The excited-state proton transfer (ESPT) of 7-hydroxyquinoline (7HQ) in bulk alcoholic solvents has been explored with variation of protic hydrogen atoms as well as alcohols. By measuring time-resolved kinetic profiles at two different excitation wavelengths, we have observed conformation-specific pathways in the ESPT of 7HQ. There are two possible rotamers of 7HQ according to the configuration of its hydroxyl group, which are trans and cis. On one hand, trans-7HQ cannot undergo proton transfer within its excited-state lifetime because the internal rotation of the hydroxyl group to form cis-7HQ hardly occurs. On the other hand, some cis-7HQ molecules exist as cyclic complexes of 7HQ·(alcohol)(2) at the moment of excitation, and the cyclic complexes can undergo ESPT rapidly via tunneling.
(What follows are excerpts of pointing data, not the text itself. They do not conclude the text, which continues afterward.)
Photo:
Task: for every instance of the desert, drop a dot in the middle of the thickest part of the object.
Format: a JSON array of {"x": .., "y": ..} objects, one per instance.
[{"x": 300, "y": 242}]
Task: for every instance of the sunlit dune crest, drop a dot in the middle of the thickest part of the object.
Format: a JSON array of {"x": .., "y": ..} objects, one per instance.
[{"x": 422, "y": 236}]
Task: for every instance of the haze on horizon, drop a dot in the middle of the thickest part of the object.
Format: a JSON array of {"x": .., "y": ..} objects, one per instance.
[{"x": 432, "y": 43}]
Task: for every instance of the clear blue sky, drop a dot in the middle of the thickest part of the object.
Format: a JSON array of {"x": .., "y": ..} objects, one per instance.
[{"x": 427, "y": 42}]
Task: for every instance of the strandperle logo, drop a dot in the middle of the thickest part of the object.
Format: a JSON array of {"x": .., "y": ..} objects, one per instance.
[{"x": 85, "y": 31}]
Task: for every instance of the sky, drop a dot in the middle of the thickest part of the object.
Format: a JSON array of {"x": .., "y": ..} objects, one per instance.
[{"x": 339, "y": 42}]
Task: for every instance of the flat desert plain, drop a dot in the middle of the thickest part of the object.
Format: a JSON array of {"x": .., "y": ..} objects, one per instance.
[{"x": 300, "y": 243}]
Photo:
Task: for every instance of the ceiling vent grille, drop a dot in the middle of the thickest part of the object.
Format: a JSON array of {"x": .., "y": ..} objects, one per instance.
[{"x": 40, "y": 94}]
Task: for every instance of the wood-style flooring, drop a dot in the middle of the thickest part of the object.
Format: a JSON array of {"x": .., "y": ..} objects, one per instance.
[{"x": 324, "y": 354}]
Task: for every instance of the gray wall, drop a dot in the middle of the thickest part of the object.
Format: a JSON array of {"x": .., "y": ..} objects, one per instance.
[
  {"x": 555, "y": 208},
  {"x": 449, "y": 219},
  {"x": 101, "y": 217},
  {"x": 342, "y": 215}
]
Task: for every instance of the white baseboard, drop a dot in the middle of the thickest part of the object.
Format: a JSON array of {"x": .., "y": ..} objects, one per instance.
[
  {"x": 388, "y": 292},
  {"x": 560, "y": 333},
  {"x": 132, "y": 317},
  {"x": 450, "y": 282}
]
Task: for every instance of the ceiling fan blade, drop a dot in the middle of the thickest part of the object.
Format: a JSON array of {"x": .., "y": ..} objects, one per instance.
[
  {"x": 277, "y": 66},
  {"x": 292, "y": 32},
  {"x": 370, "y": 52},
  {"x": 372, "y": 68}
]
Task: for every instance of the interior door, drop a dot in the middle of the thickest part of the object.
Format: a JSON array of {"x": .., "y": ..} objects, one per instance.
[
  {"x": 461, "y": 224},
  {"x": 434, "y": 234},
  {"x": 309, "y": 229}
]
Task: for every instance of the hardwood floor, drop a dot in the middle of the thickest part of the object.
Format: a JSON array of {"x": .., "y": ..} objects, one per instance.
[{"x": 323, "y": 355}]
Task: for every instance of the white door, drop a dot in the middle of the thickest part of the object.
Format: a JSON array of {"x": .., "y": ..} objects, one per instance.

However, the other cis-7HQ molecules should undergo solvent reorganization to form cyclic 7HQ·(alcohol)(2) complexes prior to intrinsic ESPT, and the solvent reorganization becomes the rate-determining step. In contrast to proton transfer, where intrinsic ESPT and solvent reorganization have been observed separately in time-resolved kinetic profiles, intrinsic deuteron transfer is too slow to be distinguished kinetically from solvent reorganization.